The historical arguments are smoke screens as most people did not own firearms. I think that Michael Bellesisles made some good points in his book which are backed up by Historical facts. The basic one of these being that firearms were luxuries in the preindustrial revolution times (that is standard precision parts). Additionally, there are many instances where firearms at the time of the revolution were non-existent and people trained with sticks.

For the most part, people who lived on the frontier lived peaceful farming existences and didn't really need guns. Well, Didn't they hunt for food as people have done through the ages? That's rubbish. Hunting was the right of the nobility, not the common person. The Commoner has always relied on farming to supply food. In fact, there is a difference between hunting and farming societies in that hunters are nomads and farmers are settled. But the average American has this myth of the rugged, individualist frontiersman which couldn't be further from the truth.  Most of them would have starved to death had that have been the truth.

As for armed self-defence explain away the Deerfield Massacre (1704) , The Chenoweth Massacre (1789), The 1752 Raid on Pickawillany, just to name a few. The farming settlers were pretty much unarmed. Even Daniel Shays who was a Revolutionary War vet had to raid the arsenal at Springfield to arm his band during his ill-fated rebellion.

So, I don't really care for this "recent scholarship".  As any good lawyer knows, stare decisis keeps the collective rights as the "correct" version of the doctrine relating to the Second Amendment, which means I am right and you are wrong.   Any "new" or "recent" scholarship is so much bumpf and, as such only, good for picking up my poop from the street.  Short of a good policy reason leading to implementation of an individual rights theory becoming the legal doctrine, it is as valid as a geocentric theory of the universe--which of course was once commonly accepted by experts.

One Jurist on my side is Sam Alito!  

So keep pushing NRA and other RKBA Morons (you don't even understand what that really means), I am betting on you to bring about the gun ban.

05 April 2006

Question for Sam Alito

As a dog who has seen the inside of more courtrooms than Harriet Miers AND TOLD HER SO, I had a question for Sam Alito.

In his dissent in U.S. vs. Rybar, 103 F.3d 273 (3rd Cir. 1996), he neglected to address the the Second Amendment defence made by Rybar.

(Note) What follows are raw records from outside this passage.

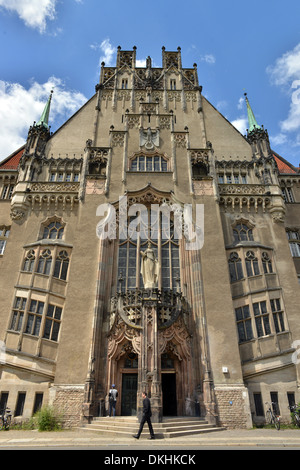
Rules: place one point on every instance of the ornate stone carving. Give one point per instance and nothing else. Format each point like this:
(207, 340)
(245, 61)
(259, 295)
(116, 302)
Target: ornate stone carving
(149, 138)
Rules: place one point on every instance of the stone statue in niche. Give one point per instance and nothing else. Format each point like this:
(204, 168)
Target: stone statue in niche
(149, 138)
(149, 268)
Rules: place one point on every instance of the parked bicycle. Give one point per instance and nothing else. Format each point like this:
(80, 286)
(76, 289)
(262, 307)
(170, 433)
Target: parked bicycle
(271, 416)
(5, 419)
(295, 415)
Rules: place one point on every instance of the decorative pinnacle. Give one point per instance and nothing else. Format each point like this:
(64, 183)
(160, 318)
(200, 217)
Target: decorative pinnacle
(251, 118)
(44, 119)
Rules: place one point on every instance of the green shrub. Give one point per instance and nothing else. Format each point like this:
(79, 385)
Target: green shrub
(47, 419)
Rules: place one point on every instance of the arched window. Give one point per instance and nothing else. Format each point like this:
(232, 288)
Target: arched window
(242, 232)
(54, 231)
(235, 267)
(251, 264)
(44, 262)
(61, 265)
(149, 163)
(29, 261)
(267, 263)
(166, 250)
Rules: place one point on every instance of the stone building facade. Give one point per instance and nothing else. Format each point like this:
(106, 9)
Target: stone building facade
(148, 163)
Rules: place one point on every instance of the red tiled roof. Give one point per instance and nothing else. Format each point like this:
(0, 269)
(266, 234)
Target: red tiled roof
(283, 166)
(12, 162)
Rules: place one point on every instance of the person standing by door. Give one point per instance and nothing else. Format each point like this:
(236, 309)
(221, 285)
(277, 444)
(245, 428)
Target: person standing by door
(146, 417)
(112, 397)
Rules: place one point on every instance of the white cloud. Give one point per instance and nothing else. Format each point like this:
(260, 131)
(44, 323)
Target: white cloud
(286, 68)
(286, 74)
(241, 124)
(108, 51)
(20, 107)
(208, 58)
(141, 63)
(34, 13)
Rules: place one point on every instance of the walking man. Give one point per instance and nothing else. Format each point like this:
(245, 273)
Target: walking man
(146, 417)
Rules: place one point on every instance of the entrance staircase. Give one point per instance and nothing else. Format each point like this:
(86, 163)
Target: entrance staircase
(170, 427)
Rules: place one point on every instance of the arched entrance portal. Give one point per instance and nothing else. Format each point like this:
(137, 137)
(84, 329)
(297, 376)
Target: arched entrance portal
(150, 356)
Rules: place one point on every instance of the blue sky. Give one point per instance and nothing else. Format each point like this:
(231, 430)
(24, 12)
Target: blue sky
(238, 46)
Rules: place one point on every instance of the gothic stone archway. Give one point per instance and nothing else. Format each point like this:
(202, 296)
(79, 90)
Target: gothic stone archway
(152, 325)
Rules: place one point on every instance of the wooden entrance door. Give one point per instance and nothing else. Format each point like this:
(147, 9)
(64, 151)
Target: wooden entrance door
(129, 394)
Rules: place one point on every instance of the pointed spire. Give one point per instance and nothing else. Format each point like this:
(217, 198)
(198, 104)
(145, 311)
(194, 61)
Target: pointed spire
(43, 121)
(251, 118)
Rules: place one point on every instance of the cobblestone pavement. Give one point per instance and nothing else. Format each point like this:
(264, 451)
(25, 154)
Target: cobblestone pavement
(80, 437)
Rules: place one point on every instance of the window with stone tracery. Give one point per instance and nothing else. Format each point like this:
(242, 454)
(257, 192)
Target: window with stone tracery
(162, 236)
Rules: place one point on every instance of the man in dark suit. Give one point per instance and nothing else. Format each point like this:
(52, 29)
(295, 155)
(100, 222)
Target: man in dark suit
(146, 417)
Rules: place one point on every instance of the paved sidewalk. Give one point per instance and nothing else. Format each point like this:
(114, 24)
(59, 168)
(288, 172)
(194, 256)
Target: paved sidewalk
(258, 438)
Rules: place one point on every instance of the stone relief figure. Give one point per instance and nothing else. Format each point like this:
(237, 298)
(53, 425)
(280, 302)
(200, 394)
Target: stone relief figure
(149, 138)
(149, 268)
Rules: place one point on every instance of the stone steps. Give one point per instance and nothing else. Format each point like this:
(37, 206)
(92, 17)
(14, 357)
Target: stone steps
(170, 427)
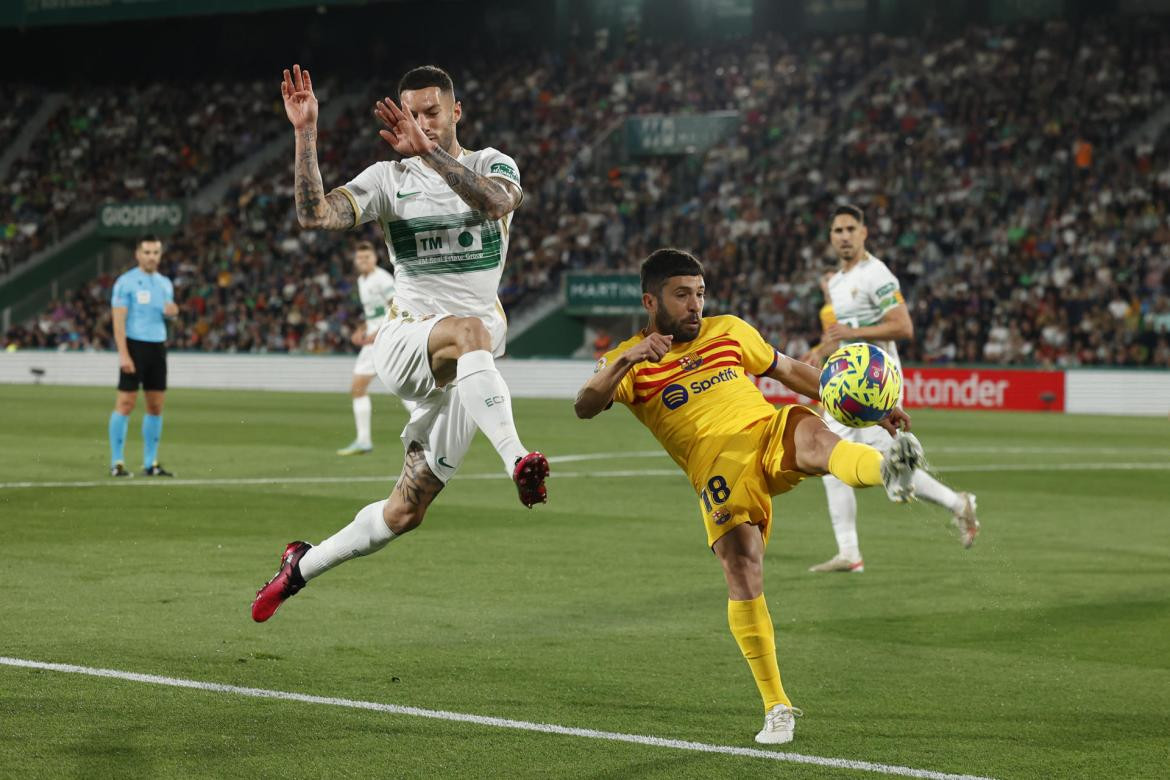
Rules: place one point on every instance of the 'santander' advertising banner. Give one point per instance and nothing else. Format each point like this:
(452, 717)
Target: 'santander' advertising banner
(964, 388)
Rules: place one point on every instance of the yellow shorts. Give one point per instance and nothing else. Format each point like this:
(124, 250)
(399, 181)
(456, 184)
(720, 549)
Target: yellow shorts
(742, 473)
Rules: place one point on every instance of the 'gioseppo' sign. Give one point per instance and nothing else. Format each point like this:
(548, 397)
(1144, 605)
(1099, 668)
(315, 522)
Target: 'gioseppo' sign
(136, 218)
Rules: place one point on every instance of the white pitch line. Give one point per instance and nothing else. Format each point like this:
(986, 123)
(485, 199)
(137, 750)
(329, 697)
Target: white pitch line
(488, 720)
(620, 474)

Was that because he believed the Second Amendment is a collective right (I.e., belongs to the militia, or National Guard), or just an oversight on his part?

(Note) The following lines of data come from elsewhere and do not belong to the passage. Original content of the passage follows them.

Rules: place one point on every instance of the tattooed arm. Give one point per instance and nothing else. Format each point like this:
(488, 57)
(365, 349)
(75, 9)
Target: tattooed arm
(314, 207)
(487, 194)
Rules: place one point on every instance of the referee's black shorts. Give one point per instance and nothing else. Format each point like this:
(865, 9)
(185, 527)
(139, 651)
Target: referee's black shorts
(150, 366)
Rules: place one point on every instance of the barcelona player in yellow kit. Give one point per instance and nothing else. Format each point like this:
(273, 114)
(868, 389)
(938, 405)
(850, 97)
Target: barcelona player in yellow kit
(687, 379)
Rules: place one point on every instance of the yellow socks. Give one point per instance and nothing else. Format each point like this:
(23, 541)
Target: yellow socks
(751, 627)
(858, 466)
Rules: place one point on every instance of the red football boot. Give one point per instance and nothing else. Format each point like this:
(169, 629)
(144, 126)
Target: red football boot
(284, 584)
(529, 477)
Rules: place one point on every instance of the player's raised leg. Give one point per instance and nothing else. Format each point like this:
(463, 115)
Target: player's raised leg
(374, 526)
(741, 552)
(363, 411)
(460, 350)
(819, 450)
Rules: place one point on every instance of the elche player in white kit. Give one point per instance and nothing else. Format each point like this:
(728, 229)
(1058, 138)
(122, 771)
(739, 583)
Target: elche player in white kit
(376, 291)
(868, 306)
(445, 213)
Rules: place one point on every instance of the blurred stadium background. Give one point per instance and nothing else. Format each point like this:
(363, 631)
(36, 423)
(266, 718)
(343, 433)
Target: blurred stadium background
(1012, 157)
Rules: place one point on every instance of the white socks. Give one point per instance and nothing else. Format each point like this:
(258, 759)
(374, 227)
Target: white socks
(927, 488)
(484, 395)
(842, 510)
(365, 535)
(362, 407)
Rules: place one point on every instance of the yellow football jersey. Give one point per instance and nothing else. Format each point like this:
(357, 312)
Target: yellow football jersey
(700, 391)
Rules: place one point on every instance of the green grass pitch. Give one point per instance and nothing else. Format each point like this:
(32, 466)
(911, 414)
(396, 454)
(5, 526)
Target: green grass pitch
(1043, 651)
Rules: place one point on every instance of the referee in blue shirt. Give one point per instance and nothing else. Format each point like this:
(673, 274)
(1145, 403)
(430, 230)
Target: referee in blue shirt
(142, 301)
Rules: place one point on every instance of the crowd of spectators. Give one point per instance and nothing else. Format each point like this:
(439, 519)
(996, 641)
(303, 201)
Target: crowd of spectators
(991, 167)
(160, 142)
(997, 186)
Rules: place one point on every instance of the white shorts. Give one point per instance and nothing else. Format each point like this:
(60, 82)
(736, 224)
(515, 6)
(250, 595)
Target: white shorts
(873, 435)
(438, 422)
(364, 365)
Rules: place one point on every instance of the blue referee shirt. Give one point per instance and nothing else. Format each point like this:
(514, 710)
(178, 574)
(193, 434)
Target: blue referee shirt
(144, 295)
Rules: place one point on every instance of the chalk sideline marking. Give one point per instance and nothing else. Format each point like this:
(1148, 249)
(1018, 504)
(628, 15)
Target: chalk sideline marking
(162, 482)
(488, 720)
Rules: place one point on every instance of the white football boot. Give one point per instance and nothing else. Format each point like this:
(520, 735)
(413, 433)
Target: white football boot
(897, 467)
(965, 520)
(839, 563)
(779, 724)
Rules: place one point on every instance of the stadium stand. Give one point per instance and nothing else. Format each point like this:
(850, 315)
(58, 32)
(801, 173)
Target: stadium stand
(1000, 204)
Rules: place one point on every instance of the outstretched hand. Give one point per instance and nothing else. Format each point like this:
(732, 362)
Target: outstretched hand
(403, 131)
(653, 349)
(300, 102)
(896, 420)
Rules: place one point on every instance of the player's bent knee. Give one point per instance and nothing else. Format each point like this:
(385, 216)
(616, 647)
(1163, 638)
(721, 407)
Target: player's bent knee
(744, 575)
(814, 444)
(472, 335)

Inquiring dogs wish to know!

Next question, how in the heck could he argue that anything was not in interstate commerce? Does he think all people are peasants who don't leave their hometowns (Michael and him would be fabulous friends)?

Not to mention, I may be presenting a case before him at the SCOTUS! Pro bone publico, of course!

After all, I am smarter than the President of the United States!

As for my secret for sneaking into courtrooms, the security in Doylestown was nonexistant until about six months ago, which is part of my success in sneaking into courtrooms. Not to mention I used to go into certain civil courtrooms within the First Judicial district, which is just putting in security. But those are only a few of the many courtrooms I have been in.

03 April 2006

A little late for this.

Michael has this habit of taking me with him most places he goes in my sherpa bag. That includes court sometimes. So, I've actually been in more courtrooms than Harriet Miers.